Sebab, pada saat zoom dengan murid SMPN 3 Kota Tasikmalaya, ia menggunakan atribut mirip dengan partai Golkar. Jas kuning yang biasa dipergunakan oleh kader partai Golkar.
Dedi menilai langkah Kang Emil yang menggunakan jas mirip Partai Golkar tersebut seperti hendak melakukan kampanye. Apa lagi dia saat ini menjabat sebagai Wakil Ketua Umum Bidang Penggalangan Pemilih Partai Golkar.

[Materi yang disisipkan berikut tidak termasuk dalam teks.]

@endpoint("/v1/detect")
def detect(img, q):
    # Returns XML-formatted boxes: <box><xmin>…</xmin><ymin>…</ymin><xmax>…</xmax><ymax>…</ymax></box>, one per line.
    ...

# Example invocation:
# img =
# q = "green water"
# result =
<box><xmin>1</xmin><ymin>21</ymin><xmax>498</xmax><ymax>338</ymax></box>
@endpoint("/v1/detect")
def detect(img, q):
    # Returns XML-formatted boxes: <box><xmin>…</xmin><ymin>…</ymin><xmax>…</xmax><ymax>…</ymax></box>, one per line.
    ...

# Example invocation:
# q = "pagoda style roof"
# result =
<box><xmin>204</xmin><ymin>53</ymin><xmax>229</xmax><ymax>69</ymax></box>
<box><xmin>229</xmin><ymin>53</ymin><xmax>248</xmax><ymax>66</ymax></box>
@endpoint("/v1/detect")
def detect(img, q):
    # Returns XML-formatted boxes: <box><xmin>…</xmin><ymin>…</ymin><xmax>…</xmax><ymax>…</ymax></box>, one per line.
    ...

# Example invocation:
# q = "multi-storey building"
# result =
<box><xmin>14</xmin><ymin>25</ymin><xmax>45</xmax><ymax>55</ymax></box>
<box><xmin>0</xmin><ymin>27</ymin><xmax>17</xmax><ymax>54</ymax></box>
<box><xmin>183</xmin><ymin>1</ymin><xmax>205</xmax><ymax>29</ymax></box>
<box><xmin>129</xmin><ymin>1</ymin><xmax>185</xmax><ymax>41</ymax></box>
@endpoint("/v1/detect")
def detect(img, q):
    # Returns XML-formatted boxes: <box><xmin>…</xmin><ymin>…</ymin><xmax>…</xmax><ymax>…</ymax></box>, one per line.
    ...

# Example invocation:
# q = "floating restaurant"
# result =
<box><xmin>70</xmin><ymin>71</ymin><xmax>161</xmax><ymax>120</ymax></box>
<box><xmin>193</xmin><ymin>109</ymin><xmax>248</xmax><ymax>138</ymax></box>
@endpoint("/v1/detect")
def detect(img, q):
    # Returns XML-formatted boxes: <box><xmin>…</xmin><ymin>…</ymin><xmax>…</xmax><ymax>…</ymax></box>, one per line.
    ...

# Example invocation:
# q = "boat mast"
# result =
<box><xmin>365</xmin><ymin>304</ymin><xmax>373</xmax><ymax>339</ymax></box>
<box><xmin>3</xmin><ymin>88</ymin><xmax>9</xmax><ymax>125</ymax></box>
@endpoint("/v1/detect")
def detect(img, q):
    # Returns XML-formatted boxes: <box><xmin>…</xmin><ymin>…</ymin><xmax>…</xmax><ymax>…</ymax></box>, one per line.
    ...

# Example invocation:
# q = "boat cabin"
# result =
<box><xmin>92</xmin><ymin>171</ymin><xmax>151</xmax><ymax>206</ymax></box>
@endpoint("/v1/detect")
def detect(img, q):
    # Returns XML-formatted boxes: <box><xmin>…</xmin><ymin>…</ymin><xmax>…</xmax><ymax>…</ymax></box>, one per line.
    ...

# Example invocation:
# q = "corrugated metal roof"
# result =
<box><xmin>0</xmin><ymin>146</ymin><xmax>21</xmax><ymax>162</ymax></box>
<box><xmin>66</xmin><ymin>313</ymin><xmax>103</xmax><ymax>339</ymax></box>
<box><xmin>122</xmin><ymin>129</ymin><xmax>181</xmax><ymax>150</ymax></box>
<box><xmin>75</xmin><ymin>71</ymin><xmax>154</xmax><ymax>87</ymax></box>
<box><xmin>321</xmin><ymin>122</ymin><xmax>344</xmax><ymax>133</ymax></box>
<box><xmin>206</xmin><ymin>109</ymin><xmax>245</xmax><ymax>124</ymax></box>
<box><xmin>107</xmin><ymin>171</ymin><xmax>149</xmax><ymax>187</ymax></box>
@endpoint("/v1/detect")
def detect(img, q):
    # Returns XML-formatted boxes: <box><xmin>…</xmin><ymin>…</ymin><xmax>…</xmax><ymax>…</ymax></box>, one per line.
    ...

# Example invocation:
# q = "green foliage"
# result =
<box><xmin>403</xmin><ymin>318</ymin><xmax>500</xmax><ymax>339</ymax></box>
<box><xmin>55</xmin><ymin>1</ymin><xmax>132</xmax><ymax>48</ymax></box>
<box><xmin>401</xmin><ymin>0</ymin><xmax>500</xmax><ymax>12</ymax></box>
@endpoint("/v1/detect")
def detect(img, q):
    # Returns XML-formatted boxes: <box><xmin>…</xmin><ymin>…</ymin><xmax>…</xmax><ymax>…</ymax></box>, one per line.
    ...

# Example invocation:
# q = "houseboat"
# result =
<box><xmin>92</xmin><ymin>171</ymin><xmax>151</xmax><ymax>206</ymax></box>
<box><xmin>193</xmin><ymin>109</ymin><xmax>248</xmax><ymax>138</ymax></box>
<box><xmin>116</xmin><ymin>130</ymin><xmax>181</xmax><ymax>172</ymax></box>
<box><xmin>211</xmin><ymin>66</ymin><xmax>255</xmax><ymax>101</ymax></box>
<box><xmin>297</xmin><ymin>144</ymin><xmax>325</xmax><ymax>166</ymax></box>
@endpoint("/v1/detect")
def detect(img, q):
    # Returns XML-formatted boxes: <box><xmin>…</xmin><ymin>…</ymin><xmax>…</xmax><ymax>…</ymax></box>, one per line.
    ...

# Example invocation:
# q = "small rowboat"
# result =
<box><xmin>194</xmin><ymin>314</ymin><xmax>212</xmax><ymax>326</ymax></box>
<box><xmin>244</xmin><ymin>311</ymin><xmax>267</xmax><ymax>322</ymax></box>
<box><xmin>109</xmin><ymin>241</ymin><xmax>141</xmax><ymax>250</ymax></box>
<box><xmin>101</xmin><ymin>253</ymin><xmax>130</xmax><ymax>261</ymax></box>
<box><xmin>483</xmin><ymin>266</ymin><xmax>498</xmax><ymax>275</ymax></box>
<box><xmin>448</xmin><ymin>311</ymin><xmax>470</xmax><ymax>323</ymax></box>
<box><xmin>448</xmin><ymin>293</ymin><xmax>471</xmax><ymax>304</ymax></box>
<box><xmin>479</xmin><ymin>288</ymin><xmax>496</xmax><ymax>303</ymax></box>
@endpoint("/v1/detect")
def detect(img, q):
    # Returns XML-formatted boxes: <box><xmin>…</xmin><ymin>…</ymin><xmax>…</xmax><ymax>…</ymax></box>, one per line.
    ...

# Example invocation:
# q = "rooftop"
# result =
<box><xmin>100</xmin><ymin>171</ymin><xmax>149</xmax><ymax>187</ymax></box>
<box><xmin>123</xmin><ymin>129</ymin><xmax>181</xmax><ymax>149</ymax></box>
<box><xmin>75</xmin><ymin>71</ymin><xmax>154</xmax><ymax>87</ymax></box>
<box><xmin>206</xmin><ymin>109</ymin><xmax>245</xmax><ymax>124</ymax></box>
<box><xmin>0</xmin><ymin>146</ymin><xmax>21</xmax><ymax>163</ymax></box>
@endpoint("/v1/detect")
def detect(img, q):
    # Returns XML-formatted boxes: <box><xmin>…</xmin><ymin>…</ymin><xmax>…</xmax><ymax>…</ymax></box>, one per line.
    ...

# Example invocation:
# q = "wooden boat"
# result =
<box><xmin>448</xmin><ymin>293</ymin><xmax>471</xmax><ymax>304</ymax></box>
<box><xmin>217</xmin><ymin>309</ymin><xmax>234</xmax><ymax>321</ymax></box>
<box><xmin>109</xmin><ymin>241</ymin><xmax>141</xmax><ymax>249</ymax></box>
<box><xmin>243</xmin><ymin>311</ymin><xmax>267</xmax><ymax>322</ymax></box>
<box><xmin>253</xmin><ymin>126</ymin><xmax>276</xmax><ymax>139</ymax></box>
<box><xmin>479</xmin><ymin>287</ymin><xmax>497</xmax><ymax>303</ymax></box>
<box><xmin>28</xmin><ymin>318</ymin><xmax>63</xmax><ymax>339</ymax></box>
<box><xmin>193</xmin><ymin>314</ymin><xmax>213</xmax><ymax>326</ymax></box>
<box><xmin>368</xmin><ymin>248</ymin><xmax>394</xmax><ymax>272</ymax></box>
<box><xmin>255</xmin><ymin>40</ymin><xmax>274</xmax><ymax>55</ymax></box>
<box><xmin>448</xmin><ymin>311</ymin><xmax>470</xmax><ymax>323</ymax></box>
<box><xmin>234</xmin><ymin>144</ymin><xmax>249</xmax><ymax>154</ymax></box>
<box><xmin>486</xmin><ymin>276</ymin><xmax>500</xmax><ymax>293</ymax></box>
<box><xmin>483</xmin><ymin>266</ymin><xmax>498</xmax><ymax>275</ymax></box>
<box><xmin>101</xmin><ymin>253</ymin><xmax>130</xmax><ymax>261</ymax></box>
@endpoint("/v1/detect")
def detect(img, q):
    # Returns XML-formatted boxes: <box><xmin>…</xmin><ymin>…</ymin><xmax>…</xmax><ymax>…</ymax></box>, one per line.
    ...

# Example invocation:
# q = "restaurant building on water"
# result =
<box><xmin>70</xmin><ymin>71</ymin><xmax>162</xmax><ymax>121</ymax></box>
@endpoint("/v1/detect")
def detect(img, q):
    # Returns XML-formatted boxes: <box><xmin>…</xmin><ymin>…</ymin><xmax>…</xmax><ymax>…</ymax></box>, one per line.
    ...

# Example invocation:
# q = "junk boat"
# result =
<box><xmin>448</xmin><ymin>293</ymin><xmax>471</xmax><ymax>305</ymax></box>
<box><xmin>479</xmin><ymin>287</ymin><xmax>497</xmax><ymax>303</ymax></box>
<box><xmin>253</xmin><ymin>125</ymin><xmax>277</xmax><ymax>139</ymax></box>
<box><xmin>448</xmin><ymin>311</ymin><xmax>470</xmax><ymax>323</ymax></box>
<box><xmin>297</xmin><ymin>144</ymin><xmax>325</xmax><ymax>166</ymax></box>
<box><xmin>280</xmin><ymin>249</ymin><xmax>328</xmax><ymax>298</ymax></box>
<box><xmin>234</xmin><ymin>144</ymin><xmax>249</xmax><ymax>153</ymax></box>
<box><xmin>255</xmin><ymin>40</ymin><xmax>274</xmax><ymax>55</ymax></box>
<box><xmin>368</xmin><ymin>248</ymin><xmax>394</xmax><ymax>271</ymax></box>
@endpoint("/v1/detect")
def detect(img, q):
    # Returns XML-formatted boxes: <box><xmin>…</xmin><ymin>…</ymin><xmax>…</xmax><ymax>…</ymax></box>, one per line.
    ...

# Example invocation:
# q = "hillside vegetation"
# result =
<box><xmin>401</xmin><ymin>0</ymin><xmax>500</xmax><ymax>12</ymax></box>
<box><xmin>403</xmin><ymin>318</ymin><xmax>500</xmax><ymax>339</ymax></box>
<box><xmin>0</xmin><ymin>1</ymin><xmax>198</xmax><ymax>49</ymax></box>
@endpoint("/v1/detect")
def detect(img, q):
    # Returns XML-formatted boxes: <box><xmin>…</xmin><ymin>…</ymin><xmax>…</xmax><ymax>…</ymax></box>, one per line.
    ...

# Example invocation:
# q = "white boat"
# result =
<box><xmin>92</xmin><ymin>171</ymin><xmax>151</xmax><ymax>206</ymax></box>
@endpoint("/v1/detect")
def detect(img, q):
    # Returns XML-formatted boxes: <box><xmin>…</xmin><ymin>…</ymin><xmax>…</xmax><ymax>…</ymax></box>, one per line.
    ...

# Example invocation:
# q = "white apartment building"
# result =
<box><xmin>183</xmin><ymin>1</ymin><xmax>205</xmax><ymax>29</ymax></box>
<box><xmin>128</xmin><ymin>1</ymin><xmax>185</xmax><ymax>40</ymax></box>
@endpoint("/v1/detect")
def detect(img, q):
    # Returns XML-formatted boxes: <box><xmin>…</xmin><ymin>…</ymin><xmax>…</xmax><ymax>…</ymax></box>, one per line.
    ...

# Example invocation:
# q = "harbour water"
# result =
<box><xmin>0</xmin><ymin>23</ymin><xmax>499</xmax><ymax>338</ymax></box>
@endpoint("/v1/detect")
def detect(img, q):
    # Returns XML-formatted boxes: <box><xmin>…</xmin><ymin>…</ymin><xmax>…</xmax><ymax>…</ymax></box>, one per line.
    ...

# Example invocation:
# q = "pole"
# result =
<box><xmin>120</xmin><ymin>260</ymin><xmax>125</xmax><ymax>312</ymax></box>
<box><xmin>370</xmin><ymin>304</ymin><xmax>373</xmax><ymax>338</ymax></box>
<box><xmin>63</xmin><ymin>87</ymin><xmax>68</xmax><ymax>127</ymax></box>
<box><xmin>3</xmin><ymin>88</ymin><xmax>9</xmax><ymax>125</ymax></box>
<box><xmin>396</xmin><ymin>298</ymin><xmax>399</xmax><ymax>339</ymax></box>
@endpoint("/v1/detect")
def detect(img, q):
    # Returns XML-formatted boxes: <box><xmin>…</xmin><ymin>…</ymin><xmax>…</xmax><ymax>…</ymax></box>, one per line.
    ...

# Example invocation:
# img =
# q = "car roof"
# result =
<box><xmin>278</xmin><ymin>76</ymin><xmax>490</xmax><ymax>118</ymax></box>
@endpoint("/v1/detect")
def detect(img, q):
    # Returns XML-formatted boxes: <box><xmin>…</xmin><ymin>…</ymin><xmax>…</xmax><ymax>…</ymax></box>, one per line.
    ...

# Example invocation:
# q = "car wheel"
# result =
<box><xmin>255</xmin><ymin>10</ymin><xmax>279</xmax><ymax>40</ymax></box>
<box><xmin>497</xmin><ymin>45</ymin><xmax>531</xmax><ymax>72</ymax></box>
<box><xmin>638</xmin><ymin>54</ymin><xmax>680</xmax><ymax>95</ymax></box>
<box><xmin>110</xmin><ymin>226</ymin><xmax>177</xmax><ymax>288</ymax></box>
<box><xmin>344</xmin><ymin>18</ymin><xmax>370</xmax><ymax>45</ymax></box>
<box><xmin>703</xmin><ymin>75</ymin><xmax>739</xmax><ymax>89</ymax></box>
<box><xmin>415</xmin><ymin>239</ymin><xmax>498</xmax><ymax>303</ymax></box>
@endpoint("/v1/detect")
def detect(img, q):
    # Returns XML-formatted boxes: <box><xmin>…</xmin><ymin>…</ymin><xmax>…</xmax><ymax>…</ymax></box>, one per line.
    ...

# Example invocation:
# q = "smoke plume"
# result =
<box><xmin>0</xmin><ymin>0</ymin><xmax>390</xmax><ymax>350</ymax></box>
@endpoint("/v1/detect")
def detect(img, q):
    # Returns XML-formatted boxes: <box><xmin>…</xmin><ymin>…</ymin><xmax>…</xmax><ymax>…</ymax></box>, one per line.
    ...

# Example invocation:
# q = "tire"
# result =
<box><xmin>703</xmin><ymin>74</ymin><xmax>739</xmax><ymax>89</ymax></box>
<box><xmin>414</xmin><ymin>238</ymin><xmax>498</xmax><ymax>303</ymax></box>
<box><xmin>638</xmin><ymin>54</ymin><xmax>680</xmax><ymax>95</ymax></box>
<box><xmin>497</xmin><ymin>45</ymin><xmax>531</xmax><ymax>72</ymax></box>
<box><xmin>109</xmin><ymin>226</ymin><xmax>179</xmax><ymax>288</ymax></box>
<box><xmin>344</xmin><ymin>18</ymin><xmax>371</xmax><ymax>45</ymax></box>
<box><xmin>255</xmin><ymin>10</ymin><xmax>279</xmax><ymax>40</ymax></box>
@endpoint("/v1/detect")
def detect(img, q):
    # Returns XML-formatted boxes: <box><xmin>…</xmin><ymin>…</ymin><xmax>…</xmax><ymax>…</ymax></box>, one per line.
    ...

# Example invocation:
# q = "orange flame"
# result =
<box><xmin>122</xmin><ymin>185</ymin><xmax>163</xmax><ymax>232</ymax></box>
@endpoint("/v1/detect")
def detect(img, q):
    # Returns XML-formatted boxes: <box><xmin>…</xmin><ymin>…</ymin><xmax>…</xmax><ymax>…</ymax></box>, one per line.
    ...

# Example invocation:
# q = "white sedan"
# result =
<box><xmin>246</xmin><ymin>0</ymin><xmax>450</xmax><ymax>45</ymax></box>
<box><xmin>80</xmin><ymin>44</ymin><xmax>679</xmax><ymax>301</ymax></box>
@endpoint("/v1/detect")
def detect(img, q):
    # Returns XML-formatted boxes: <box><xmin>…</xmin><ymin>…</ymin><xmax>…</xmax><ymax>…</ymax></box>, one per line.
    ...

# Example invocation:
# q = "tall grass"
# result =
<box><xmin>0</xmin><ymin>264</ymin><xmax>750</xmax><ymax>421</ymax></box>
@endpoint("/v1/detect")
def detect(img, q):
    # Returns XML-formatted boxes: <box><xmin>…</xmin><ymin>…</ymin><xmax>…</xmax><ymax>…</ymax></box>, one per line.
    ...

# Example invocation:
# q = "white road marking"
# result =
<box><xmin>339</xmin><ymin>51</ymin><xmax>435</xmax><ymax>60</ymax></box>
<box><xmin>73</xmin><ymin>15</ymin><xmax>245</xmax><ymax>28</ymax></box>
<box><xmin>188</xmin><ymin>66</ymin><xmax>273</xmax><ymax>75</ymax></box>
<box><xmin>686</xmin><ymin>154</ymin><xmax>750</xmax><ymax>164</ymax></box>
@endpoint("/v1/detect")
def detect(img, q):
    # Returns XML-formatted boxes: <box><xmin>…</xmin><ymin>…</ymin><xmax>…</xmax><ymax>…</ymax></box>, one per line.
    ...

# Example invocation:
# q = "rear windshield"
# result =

“Motif menggunakan jas kuning ini sudah pasti politik untuk mendapatkan dukungan suara. Sehingga valid dan sah kritik dari Sabil. Harusnya ketika menghadiri acara kedinasan, pakaian yang dipakai tak boleh menggambarkan salah satu partai. Kalau dia menggunakan pakaian dinas atau pakaian pada umumnya, mungkin masalah ini tak akan terjadi. Ridwan Kamil tak memiliki etika ketika melakukan zoom meeting tersebut. Seharusnya ketika acara kedinasan apa lagi di sekolah, seharusnya dia tak boleh menggunakan atribut partai. Jadi menurut saya masalah utamanya ada di Ridwan Kamil sendiri,” timpal Dedi.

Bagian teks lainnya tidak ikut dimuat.